Root Cause Analysis
May 17th, 2018
Problem Description and Impact
On May 17th, beginning at 11:28am PDT, Okta experienced a service disruption in US Cell 6. Users attempting to authenticate to their Okta tenant may have experienced "Service not available: No session DB's available" or HTTP 5xx errors. Through the duration of the incident, approximately 30% of US Cell 6 users attempting primary authentication or multi-factor authentication encountered the errors. Users were typically able to resolve the issue by retrying the request. End-Users and Administrators who already had an active session with Okta were not impacted. Okta took mitigating steps and the issue was resolved by 12:19pm PDT
Okta's investigation of the issue found that the service disruption occurred when the cell's session token management subsystem reached capacity as the result of an unexpected increase in the number of active sessions persisted within the cluster. Due to a configuration error, the monitoring in place at the time did not adequately detect and alert to the increase in resource consumption which resulted in the errors prior to mitigating steps being taken.

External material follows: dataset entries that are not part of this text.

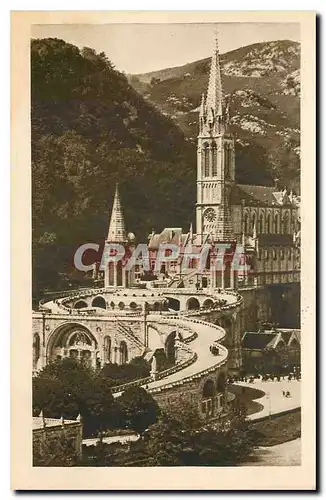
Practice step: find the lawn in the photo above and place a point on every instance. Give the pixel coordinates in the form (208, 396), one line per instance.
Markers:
(278, 429)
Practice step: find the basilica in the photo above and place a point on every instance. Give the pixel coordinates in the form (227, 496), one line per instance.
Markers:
(263, 220)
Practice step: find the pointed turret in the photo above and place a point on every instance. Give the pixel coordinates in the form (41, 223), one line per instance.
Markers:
(117, 232)
(214, 102)
(202, 106)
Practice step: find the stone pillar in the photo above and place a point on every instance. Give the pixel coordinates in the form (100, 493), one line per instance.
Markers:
(231, 277)
(115, 276)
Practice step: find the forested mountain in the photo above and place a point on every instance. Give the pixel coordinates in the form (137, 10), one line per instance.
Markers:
(90, 129)
(263, 83)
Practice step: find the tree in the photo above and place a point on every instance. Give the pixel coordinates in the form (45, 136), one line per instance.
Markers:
(56, 452)
(139, 409)
(174, 441)
(68, 388)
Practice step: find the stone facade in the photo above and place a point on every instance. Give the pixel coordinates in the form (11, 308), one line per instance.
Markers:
(53, 436)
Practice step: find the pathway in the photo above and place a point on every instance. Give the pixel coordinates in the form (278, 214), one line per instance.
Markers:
(273, 400)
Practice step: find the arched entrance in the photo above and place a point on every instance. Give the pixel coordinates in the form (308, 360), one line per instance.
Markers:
(173, 304)
(72, 340)
(192, 303)
(208, 389)
(208, 398)
(99, 302)
(107, 349)
(170, 348)
(227, 274)
(208, 303)
(221, 382)
(80, 304)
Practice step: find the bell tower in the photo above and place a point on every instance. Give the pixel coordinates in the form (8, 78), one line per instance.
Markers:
(115, 273)
(215, 159)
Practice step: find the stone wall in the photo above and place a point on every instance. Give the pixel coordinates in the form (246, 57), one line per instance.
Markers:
(53, 441)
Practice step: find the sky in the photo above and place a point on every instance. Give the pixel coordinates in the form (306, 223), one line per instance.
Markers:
(140, 48)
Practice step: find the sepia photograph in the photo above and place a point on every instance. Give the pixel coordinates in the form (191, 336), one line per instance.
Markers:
(166, 231)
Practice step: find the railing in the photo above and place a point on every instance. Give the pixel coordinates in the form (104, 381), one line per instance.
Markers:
(127, 331)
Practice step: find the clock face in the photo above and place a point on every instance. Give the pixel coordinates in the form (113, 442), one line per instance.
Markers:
(210, 214)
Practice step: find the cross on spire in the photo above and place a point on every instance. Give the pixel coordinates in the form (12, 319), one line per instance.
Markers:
(214, 100)
(117, 231)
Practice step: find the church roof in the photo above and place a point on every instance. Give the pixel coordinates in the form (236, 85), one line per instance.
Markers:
(255, 340)
(264, 195)
(275, 239)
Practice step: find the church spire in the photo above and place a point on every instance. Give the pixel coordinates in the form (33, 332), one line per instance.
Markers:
(117, 232)
(214, 102)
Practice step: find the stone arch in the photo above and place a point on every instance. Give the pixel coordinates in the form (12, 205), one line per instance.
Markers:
(107, 348)
(170, 348)
(253, 221)
(208, 389)
(208, 303)
(173, 304)
(285, 223)
(80, 304)
(99, 301)
(260, 228)
(227, 274)
(68, 339)
(154, 338)
(123, 352)
(206, 159)
(192, 303)
(221, 382)
(36, 349)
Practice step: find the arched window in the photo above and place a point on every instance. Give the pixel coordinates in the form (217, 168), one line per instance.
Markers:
(214, 160)
(206, 160)
(123, 353)
(268, 223)
(36, 349)
(107, 349)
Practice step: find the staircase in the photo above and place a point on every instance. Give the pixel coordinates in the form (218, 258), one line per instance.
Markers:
(184, 279)
(127, 331)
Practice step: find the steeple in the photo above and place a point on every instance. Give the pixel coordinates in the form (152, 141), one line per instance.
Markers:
(117, 232)
(214, 102)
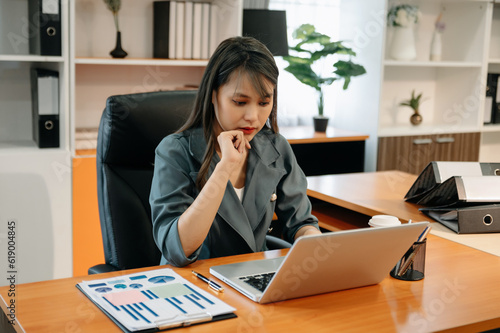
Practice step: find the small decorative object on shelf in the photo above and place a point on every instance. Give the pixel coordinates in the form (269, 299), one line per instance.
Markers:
(312, 47)
(114, 7)
(403, 18)
(414, 103)
(436, 39)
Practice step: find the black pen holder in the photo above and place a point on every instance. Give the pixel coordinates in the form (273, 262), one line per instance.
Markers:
(411, 267)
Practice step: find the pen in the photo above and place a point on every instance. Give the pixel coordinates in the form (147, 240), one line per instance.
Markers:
(409, 261)
(211, 284)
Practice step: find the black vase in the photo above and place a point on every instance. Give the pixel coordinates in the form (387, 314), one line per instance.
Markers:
(118, 52)
(320, 123)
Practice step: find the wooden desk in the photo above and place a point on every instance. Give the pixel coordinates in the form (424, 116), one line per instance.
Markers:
(341, 145)
(459, 293)
(347, 201)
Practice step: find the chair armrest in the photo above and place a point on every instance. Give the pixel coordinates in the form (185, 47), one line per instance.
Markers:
(102, 268)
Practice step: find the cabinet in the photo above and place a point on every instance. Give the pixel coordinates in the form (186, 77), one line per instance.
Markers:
(35, 184)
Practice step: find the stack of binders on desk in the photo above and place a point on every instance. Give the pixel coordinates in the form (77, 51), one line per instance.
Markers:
(463, 196)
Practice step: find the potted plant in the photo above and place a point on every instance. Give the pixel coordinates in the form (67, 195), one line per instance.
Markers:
(315, 47)
(414, 104)
(114, 6)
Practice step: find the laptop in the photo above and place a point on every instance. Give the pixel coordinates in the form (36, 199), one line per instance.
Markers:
(323, 263)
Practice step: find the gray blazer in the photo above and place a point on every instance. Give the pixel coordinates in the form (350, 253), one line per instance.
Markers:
(274, 183)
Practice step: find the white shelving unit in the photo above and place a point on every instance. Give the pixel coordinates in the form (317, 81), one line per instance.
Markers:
(96, 76)
(35, 184)
(453, 88)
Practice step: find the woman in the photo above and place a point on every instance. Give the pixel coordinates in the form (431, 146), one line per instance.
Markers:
(218, 181)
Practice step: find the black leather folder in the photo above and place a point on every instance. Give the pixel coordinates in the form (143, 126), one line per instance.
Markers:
(467, 220)
(44, 19)
(437, 172)
(45, 107)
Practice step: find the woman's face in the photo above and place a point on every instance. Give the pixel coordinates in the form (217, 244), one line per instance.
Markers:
(238, 106)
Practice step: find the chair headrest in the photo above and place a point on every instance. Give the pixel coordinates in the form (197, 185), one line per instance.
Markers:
(133, 125)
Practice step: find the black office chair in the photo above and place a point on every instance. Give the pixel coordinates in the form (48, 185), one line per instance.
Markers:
(130, 129)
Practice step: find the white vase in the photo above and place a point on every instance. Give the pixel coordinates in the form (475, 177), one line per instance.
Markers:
(436, 46)
(403, 44)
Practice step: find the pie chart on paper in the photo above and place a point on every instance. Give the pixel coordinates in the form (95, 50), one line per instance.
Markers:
(161, 279)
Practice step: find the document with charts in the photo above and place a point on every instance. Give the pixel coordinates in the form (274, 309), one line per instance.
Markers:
(154, 300)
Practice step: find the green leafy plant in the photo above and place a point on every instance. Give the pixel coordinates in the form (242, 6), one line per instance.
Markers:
(413, 102)
(114, 7)
(312, 47)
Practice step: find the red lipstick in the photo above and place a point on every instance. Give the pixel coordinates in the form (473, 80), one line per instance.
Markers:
(247, 130)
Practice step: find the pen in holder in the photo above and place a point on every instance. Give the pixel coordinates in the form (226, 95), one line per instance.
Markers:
(411, 266)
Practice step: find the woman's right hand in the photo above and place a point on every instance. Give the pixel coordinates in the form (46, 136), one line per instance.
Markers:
(233, 147)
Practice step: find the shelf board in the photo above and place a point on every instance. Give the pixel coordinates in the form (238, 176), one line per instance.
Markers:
(491, 128)
(30, 58)
(141, 62)
(406, 130)
(397, 63)
(24, 147)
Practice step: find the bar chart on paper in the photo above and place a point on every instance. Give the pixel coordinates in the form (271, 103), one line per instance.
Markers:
(154, 300)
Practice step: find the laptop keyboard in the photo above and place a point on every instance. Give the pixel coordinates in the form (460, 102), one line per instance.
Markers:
(258, 281)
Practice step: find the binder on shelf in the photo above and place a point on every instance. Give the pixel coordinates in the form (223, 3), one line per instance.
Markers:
(436, 172)
(179, 28)
(490, 99)
(161, 28)
(495, 113)
(44, 18)
(45, 107)
(197, 29)
(467, 220)
(461, 190)
(205, 30)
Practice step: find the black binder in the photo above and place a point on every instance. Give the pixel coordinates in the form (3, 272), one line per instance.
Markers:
(44, 18)
(495, 112)
(467, 220)
(464, 190)
(161, 29)
(45, 107)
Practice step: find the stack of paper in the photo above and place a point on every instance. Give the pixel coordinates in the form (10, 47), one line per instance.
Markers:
(154, 300)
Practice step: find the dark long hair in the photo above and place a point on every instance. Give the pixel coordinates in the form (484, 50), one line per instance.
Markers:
(237, 53)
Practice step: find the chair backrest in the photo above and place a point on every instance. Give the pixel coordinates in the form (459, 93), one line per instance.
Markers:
(130, 129)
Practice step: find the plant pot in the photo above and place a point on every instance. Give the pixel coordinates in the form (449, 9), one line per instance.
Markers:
(320, 123)
(416, 119)
(118, 52)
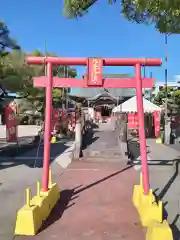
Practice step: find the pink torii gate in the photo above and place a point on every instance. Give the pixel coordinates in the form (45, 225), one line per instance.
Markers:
(94, 78)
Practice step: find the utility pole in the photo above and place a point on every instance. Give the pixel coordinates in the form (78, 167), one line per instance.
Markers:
(45, 55)
(166, 119)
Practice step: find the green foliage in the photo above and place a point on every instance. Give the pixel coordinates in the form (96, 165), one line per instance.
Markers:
(6, 42)
(173, 99)
(165, 14)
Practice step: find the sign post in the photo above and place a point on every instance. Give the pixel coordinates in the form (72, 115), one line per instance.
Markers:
(11, 123)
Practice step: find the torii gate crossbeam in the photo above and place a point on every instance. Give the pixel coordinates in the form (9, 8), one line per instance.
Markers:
(94, 78)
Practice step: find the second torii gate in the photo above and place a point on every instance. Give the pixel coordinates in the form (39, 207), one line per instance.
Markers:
(94, 79)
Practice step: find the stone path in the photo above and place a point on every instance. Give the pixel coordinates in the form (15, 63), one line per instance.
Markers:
(95, 204)
(96, 196)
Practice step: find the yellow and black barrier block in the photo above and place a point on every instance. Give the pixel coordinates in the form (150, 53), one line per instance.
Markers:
(157, 231)
(31, 216)
(149, 210)
(151, 214)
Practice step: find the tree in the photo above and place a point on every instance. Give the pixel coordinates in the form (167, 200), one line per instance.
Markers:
(165, 14)
(6, 42)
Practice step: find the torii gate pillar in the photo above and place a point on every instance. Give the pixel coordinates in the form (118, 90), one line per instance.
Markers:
(94, 79)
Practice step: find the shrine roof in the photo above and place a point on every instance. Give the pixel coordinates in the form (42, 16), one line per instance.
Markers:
(92, 92)
(115, 92)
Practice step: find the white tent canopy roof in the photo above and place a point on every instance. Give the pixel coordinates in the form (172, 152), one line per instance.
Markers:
(130, 106)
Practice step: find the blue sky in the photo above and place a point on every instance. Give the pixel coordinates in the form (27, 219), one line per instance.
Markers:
(102, 32)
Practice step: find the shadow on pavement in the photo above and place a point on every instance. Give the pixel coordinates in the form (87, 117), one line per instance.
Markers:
(68, 196)
(175, 230)
(160, 196)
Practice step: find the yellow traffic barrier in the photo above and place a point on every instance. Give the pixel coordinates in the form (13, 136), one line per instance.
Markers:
(53, 139)
(157, 231)
(149, 210)
(28, 220)
(159, 140)
(31, 216)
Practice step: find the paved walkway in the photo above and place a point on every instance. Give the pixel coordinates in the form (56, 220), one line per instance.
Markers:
(96, 199)
(95, 204)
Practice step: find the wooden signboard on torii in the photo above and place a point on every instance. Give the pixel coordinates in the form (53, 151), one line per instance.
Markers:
(94, 78)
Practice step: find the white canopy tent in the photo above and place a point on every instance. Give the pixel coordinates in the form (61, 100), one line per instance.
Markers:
(130, 106)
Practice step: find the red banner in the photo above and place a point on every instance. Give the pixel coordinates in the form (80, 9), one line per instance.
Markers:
(94, 76)
(11, 123)
(56, 119)
(132, 121)
(156, 115)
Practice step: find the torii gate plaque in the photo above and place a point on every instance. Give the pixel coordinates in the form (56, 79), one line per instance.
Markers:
(94, 79)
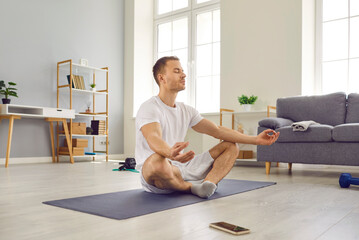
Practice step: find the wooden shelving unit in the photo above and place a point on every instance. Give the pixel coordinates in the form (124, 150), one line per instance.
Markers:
(63, 87)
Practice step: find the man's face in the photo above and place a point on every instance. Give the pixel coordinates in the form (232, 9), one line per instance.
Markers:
(173, 78)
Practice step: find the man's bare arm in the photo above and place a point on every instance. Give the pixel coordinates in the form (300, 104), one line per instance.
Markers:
(208, 127)
(153, 135)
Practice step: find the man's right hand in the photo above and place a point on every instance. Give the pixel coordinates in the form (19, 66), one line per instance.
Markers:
(177, 156)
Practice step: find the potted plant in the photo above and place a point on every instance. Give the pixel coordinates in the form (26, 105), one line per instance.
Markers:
(247, 102)
(7, 91)
(93, 87)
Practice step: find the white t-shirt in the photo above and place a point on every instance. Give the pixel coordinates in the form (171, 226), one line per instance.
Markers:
(174, 121)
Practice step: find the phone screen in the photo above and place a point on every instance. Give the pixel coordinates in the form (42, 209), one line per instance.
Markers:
(230, 227)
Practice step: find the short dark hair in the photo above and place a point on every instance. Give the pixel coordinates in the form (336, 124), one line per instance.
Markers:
(160, 66)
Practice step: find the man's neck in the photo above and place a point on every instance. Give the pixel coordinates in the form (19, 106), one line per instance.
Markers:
(168, 98)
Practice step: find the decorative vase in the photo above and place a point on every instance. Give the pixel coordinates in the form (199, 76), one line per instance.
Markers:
(247, 107)
(6, 100)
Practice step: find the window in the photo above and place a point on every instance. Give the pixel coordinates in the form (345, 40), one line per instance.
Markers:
(190, 30)
(338, 56)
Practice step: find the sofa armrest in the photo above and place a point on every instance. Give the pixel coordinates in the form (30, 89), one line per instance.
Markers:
(274, 123)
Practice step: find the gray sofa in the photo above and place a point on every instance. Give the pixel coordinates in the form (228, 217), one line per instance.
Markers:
(335, 141)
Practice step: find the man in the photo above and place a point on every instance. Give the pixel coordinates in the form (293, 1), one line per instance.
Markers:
(161, 126)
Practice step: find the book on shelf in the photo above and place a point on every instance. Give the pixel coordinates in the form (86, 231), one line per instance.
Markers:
(77, 81)
(68, 79)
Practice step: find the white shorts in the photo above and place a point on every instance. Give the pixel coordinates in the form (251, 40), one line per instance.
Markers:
(192, 171)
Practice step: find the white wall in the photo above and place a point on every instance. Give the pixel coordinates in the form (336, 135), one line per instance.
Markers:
(34, 36)
(138, 63)
(260, 50)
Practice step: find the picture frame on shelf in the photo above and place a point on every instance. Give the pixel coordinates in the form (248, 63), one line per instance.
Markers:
(84, 62)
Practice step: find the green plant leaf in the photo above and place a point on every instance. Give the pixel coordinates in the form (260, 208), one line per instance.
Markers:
(247, 100)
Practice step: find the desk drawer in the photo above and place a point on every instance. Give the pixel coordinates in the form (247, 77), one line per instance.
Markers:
(59, 113)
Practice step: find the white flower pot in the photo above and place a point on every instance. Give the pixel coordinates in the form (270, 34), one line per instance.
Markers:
(247, 107)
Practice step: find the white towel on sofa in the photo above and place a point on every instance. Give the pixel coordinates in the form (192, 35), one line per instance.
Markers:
(303, 125)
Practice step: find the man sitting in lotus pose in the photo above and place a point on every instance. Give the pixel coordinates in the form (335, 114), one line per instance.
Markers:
(161, 126)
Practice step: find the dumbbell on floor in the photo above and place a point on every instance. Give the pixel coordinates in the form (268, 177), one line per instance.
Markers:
(346, 179)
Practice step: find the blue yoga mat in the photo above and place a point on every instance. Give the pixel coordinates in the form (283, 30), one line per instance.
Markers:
(133, 203)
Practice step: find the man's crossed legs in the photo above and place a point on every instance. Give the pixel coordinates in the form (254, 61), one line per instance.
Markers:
(161, 173)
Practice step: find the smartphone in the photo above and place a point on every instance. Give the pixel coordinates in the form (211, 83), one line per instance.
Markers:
(227, 227)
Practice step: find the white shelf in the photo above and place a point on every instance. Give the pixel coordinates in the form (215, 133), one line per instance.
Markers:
(89, 115)
(245, 112)
(75, 90)
(83, 135)
(85, 156)
(84, 67)
(35, 112)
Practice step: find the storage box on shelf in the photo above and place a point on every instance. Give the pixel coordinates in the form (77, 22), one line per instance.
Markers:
(80, 77)
(77, 142)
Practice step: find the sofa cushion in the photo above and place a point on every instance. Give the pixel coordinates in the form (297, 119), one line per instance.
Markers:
(274, 123)
(353, 108)
(346, 132)
(315, 133)
(327, 109)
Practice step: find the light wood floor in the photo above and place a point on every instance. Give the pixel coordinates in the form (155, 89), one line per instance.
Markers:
(307, 204)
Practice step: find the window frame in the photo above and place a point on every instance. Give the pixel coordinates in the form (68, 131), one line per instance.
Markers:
(191, 12)
(318, 82)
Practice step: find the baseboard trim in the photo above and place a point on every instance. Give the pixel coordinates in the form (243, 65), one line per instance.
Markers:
(32, 160)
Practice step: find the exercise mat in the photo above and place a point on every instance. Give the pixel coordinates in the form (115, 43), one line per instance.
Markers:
(133, 203)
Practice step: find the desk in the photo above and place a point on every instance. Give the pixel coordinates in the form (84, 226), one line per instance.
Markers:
(12, 112)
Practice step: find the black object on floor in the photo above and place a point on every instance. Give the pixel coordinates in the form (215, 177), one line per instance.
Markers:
(133, 203)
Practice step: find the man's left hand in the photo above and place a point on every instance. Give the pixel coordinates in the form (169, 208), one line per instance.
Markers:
(265, 139)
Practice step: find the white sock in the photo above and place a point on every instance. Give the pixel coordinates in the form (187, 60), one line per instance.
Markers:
(204, 189)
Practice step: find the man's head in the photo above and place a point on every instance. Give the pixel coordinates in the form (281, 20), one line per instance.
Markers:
(168, 72)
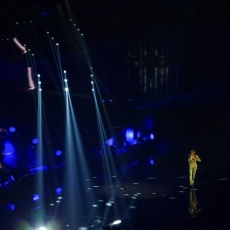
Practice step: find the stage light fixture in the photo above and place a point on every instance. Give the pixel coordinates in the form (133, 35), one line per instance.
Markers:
(12, 129)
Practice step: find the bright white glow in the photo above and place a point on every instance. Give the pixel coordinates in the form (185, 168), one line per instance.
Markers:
(19, 45)
(30, 79)
(117, 222)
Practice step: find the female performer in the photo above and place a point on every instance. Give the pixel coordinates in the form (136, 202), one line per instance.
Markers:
(192, 159)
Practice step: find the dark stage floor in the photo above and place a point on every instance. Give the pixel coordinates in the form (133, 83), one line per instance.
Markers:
(144, 203)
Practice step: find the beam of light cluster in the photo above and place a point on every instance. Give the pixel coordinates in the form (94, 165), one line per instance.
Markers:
(30, 78)
(39, 153)
(77, 170)
(19, 45)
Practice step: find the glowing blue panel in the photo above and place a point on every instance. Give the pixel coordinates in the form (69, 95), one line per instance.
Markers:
(11, 157)
(12, 129)
(58, 152)
(35, 141)
(59, 191)
(110, 142)
(151, 136)
(11, 206)
(151, 162)
(36, 197)
(138, 134)
(129, 135)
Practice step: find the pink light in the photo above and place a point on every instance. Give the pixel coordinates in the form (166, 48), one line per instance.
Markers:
(30, 79)
(19, 45)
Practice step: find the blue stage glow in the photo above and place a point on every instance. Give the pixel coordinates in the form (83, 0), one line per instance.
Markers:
(151, 162)
(129, 135)
(134, 163)
(59, 190)
(12, 207)
(44, 13)
(35, 141)
(12, 129)
(58, 152)
(36, 197)
(11, 157)
(110, 142)
(151, 136)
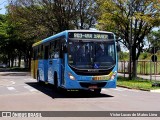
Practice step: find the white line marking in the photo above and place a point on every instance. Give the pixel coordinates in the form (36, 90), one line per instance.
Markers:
(30, 88)
(11, 88)
(157, 91)
(12, 82)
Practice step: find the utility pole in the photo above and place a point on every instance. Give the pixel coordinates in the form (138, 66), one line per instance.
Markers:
(130, 41)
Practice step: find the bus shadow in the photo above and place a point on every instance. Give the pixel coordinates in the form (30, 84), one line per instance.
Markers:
(48, 90)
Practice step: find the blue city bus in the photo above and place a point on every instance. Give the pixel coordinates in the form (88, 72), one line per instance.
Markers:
(76, 59)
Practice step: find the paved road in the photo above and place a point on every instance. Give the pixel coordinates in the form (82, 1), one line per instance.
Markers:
(19, 92)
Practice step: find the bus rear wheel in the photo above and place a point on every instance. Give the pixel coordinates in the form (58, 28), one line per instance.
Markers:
(38, 79)
(97, 91)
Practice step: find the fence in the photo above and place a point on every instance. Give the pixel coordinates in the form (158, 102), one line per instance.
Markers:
(143, 67)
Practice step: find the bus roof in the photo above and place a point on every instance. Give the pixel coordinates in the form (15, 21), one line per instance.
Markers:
(64, 33)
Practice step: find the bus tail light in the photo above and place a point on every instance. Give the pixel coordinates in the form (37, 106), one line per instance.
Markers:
(71, 76)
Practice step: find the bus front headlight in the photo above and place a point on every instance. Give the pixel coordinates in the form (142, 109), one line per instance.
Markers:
(71, 76)
(113, 75)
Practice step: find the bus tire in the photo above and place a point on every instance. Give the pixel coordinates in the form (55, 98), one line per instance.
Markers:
(97, 91)
(38, 78)
(55, 81)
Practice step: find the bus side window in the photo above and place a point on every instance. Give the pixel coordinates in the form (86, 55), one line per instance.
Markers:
(46, 52)
(56, 50)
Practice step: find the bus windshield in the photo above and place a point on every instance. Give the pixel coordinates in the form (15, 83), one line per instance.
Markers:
(90, 54)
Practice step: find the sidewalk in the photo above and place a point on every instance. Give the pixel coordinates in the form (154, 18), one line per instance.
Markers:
(14, 73)
(147, 77)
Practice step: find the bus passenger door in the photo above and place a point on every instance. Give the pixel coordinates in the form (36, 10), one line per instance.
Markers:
(46, 63)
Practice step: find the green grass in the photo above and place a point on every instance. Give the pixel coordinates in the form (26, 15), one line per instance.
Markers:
(136, 84)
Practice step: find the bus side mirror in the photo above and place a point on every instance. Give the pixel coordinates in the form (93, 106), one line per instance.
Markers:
(118, 47)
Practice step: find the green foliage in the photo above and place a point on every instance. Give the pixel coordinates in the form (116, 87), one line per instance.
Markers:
(131, 21)
(136, 84)
(154, 39)
(123, 56)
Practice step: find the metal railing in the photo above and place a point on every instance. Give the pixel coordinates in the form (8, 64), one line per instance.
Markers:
(143, 67)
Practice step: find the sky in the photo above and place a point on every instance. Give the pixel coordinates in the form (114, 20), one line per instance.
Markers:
(3, 4)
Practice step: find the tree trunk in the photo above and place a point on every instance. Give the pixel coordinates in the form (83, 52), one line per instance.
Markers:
(19, 59)
(134, 62)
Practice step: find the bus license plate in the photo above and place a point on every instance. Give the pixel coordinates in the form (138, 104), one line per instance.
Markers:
(93, 86)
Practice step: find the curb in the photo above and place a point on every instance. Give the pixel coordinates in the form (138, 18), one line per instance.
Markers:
(133, 88)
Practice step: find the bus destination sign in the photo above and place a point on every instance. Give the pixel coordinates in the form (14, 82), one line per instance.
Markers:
(84, 35)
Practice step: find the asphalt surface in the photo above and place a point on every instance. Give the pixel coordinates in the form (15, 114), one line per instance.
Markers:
(19, 92)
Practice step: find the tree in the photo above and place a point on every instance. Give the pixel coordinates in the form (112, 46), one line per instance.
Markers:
(154, 39)
(35, 20)
(131, 21)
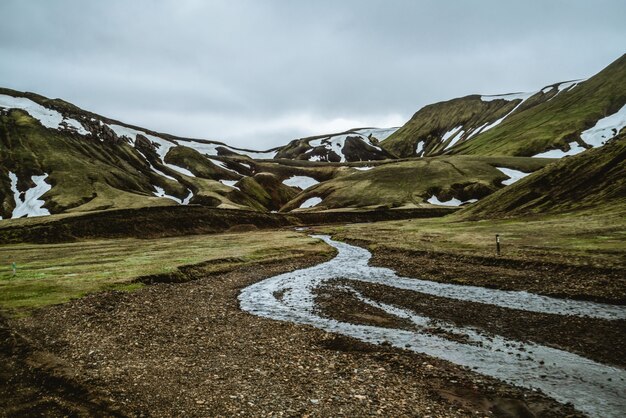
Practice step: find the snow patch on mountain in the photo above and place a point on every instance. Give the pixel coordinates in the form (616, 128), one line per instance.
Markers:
(222, 165)
(378, 133)
(208, 148)
(455, 134)
(419, 147)
(574, 149)
(605, 129)
(514, 96)
(513, 175)
(32, 204)
(161, 193)
(230, 183)
(477, 131)
(163, 147)
(509, 96)
(433, 200)
(49, 118)
(303, 182)
(336, 143)
(309, 203)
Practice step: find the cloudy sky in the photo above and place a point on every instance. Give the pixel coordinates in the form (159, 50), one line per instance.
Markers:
(259, 73)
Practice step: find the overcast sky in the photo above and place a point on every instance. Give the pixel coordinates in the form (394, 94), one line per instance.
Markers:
(259, 73)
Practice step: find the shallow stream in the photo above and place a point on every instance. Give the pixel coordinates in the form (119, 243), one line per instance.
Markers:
(593, 388)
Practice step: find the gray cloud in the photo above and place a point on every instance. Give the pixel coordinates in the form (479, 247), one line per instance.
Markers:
(257, 74)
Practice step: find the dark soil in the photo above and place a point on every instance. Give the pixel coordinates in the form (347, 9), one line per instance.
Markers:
(188, 350)
(164, 221)
(597, 339)
(547, 278)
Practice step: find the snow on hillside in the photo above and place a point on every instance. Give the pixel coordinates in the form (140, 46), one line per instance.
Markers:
(222, 165)
(455, 133)
(513, 96)
(208, 148)
(161, 193)
(303, 182)
(32, 204)
(309, 203)
(508, 96)
(433, 200)
(605, 128)
(513, 175)
(419, 147)
(574, 149)
(230, 183)
(378, 133)
(49, 118)
(336, 144)
(163, 147)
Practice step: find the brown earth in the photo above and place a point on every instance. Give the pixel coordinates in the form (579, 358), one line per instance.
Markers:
(542, 277)
(597, 339)
(187, 349)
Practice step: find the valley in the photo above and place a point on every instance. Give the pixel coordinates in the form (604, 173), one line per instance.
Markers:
(352, 273)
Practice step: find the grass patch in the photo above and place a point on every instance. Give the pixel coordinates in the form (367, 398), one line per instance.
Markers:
(594, 238)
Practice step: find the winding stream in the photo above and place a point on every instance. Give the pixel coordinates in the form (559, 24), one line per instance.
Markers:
(592, 387)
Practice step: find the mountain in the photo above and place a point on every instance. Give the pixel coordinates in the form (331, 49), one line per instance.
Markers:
(443, 181)
(57, 158)
(593, 180)
(555, 117)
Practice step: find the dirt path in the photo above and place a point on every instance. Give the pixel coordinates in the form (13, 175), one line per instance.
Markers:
(187, 349)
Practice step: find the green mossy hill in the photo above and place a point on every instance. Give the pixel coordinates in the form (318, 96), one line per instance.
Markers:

Mitigating steps and future preventive measures
At approximately 11:47am PDT, Okta began taking steps to mitigate the resource consumption issues within the session token management subsystem. Upon completion of these mitigating activities, the service was returned to normal at approximately 12:19pm PDT.
To prevent re-occurrences of this service disruption, Okta has taken the following actions:
- Okta has deployed multiple monitoring/alerting improvements along with improved response and mitigation procedures. These enhancements will allow us to more quickly identify similar issues in the future and improve our execution of mitigating steps once identified.
- Okta has significantly increased system resources within our session token management subsystem.
- Okta is conducting a thorough architectural review of our session token management subsystem to identify opportunities to increase resiliency and scalability.